The Eleventh Day_ The History and Legacy of 9_11 - Anthony Summers [216]
Like so much of history, work on this project has been a paper chase. We owe sincere thanks to the National Archives, where the hugely able Kristen Wilhelm handled document applications and dealt with difficult questions with skill and evident integrity—wondrously refreshing for authors inured over the years to sustained obstruction to the public’s right to know. In 2010 and 2011, as we labored on far from Washington, and as tens of thousands of 9/11 Commission documents became available for the first time, we enjoyed the generous collegiate help of Erik Larson. The National Security Archive at George Washington University, which collects and publishes material obtained through the Freedom of Information Act, was often useful.

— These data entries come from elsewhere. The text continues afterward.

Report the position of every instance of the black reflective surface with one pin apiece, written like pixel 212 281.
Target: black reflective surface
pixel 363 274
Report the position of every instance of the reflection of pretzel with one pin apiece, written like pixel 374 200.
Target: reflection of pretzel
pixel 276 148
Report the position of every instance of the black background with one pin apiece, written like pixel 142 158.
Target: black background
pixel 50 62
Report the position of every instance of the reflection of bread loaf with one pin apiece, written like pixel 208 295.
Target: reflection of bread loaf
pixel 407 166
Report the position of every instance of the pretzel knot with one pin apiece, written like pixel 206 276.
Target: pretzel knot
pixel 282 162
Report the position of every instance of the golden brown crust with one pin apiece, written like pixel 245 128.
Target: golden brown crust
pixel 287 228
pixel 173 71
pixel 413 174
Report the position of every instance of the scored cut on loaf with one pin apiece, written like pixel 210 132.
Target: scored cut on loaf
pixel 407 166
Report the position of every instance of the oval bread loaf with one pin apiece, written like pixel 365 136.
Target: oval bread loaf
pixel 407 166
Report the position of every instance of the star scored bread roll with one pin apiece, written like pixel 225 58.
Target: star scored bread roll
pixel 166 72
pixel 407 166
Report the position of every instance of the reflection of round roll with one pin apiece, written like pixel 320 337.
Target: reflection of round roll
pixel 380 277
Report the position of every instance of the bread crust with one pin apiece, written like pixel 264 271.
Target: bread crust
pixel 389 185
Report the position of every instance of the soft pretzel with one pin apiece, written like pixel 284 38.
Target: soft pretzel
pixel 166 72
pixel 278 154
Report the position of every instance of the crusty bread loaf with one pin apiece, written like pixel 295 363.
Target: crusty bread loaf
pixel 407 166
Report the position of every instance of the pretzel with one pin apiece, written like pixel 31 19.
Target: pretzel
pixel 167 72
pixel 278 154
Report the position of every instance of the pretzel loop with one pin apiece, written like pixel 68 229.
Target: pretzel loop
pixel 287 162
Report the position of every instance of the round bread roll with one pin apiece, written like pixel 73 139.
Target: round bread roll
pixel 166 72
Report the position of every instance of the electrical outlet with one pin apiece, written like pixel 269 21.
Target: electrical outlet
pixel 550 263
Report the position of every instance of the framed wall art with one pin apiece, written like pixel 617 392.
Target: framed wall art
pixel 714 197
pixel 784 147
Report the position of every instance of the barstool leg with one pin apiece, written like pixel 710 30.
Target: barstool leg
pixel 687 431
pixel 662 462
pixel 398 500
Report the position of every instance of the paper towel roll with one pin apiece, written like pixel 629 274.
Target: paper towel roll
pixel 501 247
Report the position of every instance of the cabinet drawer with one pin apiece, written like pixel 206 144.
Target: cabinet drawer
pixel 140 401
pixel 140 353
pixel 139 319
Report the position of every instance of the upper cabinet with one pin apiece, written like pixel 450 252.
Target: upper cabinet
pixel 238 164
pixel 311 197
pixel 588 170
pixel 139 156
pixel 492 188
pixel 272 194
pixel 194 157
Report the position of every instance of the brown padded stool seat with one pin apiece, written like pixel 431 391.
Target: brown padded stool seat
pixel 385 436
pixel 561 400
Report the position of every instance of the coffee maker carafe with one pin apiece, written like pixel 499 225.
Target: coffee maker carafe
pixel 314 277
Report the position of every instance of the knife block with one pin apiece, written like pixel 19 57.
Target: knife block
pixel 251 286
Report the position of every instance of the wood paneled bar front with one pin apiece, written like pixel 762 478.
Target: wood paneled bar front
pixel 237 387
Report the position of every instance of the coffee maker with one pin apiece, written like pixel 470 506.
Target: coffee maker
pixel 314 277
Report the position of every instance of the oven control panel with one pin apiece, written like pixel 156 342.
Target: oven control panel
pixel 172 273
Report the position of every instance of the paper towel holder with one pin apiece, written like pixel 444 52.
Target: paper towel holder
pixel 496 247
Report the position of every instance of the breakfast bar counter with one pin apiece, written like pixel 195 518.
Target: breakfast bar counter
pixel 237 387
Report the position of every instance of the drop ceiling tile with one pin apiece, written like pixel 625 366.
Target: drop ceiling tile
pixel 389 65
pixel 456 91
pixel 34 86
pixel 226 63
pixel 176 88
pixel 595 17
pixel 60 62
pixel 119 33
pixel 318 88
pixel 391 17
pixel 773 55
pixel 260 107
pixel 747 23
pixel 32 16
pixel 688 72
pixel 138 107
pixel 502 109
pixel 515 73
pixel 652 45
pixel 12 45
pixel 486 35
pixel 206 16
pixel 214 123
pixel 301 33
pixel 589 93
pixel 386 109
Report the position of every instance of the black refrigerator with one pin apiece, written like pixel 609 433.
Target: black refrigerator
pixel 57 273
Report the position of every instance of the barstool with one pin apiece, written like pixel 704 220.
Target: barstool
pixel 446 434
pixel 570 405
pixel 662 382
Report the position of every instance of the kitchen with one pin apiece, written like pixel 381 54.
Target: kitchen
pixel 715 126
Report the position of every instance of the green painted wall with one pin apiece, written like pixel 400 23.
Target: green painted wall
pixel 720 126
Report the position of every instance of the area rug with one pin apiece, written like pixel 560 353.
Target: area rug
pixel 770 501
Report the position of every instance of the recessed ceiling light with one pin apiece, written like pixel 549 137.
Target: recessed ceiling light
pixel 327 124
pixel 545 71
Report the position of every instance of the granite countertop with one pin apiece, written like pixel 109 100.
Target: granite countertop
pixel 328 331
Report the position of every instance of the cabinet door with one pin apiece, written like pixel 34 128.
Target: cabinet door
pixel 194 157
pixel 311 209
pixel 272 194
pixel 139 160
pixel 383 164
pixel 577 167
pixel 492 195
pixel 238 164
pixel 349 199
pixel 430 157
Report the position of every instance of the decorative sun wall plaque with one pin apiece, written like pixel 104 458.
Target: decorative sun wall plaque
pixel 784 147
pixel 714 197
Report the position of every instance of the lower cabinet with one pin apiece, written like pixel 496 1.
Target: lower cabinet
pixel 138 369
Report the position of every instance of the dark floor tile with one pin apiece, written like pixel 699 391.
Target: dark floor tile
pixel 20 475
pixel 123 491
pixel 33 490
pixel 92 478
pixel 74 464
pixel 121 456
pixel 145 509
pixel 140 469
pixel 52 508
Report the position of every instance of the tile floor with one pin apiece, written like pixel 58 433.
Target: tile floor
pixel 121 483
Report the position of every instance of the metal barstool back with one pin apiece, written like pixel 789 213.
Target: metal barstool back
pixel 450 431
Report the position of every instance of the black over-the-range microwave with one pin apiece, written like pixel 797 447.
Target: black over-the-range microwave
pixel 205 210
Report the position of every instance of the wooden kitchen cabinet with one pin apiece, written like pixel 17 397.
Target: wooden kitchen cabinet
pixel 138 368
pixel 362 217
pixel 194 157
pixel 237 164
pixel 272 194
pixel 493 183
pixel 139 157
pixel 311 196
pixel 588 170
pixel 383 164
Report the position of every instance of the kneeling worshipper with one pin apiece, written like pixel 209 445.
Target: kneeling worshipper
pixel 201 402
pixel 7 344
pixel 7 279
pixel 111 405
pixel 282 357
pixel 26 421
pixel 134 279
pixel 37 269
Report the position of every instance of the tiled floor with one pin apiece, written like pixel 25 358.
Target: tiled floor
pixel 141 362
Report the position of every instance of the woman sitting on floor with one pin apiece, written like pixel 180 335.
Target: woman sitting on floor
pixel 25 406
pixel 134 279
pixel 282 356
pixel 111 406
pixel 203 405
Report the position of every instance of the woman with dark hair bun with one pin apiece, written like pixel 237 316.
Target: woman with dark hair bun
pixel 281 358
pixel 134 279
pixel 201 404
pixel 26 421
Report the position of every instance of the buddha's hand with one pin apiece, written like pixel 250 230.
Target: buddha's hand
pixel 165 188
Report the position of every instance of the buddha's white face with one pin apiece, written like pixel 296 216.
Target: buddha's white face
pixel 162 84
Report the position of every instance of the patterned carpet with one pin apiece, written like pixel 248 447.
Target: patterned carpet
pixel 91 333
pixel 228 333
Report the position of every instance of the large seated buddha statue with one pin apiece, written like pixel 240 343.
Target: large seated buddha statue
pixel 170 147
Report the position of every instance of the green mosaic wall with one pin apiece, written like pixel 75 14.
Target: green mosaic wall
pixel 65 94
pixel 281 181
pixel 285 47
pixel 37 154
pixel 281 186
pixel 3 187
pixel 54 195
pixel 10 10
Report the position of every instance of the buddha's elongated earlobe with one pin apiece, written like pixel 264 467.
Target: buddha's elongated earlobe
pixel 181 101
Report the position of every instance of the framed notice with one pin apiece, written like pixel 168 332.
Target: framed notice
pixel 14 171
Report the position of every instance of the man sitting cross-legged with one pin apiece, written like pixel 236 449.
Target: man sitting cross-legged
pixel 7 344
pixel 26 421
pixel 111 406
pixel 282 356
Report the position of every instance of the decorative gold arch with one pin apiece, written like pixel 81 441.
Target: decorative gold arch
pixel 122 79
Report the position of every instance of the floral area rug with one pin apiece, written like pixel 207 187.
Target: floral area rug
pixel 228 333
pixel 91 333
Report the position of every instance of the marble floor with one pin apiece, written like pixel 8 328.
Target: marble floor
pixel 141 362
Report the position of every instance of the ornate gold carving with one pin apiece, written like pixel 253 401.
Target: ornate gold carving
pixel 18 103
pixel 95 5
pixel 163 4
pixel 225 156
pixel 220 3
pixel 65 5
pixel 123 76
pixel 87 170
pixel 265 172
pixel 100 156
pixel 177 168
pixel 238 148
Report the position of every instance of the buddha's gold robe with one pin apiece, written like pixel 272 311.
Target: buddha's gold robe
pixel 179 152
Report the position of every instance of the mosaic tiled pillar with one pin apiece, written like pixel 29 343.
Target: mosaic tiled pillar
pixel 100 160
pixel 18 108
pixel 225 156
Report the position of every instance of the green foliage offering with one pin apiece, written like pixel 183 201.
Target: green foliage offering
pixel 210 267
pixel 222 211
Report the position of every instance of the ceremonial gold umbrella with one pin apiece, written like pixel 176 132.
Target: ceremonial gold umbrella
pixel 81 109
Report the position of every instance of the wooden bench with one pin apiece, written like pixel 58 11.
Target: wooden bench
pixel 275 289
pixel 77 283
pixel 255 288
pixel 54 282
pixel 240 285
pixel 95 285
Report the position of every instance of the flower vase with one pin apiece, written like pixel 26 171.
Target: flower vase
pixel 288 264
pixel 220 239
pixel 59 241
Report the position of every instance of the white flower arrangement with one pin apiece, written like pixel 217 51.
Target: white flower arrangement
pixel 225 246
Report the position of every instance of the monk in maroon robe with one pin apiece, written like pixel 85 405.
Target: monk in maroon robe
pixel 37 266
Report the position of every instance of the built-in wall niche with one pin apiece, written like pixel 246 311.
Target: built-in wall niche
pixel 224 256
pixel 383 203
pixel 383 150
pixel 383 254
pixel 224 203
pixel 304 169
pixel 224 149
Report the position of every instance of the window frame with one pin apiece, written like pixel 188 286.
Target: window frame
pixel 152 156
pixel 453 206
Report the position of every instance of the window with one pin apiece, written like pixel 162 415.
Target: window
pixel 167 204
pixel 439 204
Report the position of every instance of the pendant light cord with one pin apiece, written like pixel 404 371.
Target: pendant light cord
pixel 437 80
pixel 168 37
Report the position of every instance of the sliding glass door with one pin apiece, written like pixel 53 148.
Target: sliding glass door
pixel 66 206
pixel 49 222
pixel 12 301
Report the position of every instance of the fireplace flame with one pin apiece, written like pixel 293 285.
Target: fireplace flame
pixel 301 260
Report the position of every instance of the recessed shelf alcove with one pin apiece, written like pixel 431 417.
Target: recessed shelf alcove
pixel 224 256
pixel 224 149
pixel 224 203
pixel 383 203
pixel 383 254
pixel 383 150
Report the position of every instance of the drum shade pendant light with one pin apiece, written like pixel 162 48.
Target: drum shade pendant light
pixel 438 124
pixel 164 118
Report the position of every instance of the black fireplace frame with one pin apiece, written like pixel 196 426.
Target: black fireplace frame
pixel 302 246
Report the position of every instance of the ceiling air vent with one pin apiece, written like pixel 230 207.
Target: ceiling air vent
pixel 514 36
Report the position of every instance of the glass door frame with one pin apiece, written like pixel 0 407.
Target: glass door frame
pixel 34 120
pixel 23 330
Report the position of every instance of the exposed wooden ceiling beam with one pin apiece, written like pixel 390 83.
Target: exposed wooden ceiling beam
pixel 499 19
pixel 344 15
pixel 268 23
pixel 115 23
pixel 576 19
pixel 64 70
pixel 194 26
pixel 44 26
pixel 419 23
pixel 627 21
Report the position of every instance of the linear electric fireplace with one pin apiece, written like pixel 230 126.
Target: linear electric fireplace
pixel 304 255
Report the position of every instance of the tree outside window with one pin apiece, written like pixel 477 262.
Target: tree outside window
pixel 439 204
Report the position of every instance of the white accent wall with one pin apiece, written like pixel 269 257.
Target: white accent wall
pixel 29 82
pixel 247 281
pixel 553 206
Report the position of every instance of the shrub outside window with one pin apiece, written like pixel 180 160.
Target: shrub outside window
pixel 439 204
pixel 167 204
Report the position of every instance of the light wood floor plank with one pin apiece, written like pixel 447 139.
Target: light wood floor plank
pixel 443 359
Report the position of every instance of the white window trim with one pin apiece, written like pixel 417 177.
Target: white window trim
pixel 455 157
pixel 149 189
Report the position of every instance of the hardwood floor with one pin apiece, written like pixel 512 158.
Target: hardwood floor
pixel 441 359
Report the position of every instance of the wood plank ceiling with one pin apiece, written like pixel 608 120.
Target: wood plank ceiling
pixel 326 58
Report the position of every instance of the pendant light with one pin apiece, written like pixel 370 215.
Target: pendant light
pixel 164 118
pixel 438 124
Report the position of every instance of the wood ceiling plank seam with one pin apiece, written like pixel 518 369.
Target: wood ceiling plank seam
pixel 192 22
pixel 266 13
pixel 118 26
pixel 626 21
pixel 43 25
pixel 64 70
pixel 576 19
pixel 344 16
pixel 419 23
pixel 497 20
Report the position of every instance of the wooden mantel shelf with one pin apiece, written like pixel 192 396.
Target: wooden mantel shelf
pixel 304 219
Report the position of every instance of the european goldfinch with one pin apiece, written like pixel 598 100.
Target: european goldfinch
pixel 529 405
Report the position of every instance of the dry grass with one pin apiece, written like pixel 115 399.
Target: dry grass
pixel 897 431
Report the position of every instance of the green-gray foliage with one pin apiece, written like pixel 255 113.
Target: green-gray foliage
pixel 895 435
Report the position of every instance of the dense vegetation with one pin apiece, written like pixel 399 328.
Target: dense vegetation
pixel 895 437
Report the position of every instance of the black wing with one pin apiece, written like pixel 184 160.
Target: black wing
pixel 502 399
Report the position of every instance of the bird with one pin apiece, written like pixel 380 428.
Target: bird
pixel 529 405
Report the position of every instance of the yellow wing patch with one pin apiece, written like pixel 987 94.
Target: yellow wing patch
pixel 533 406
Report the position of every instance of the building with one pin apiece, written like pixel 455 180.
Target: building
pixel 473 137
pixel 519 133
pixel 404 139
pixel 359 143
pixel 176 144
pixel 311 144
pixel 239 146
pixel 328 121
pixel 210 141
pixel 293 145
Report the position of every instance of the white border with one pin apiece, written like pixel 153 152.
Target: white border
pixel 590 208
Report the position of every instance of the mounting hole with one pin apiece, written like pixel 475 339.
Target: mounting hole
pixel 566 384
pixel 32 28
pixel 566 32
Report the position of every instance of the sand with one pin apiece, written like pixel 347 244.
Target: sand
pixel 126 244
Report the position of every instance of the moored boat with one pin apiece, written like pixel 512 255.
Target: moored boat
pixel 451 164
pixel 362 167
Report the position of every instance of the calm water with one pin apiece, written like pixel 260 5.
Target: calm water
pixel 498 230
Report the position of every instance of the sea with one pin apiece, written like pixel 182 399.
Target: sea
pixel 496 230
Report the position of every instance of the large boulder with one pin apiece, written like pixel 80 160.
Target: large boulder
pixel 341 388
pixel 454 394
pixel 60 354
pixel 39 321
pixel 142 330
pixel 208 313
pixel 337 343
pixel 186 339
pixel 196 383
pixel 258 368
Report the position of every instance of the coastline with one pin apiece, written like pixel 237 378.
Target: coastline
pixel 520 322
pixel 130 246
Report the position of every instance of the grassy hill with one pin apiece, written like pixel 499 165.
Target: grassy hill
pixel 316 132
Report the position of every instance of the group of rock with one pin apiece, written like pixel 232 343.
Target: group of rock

In Europe, too, we learned much. In Germany, Dr. Manfred Murck, who before 9/11 and since has been deputy chief of Hamburg’s domestic intelligence service, put up with persistent quizzing for longer than we could have expected and, when obliged to limit what he could tell us, was frank about doing so; from Stuttgart, Dr. Herbert Müller, Islamic affairs specialist at the parallel organization in that city, gave ready assistance; Hamburg attorney Udo Jacob helped document the story of the young Islamists who gathered in the cause of jihad before 9/11—and who included several of the 9/11 perpetrators. Without his help we could not have gained admission to Fuhlsbüttel prison to visit Mounir Motassadeq, who is serving fifteen years for his supposed role as accessory to the murders of those aboard the four hijacked airliners on 9/11. Motassadeq, for his part, put up with our questions over a period of hours. It is not clear to us that he is guilty as charged, and should we not return to his case ourselves, we hope other investigators will. Also in Germany, Hans Kippenberg, professor of comparative religious studies at Bremen’s Jacobs University, and Dr. Tilman Seidensticker, professor of Arab and Islamic studies at Jena’s Friedrich Schiller University, helped with interpretation and translation of the hijackers’ “manual” and of Ziad Jarrah’s farewell letter to his Turkish lover.
In Milan, Italy, deputy chief prosecutor and counterterrorism coordinator Armando Spataro gave us a first glimpse of the brutal injustices meted out in the name of the War on Terror; Bruno Megale, deputy head of counterterrorism, described police surveillance operations in northern Italy before 9/11. While we failed to get to Spain, our friend Charles Cardiff’s reading of the Spanish dossier—accumulated by Judge Baltasar Garzón—persuaded us of al Qaeda’s pre-9/11 reach in that country.
The fellow journalists who helped us are too numerous to name. Of their number, we thank especially Thomas Joscelyn, Gerald Posner, Jeffrey Steinberg, and Joseph Trento in the United States; Guillaume Dasquié, Richard Labévière, and Alexandra Richard in France; and Josef Hufelschulte in Germany. Also in Germany, we much appreciated the hard-earned knowledge and professionalism of Dirk Laabs, an all-around reporter and practitioner of the time-honored school of shoe-leather journalism.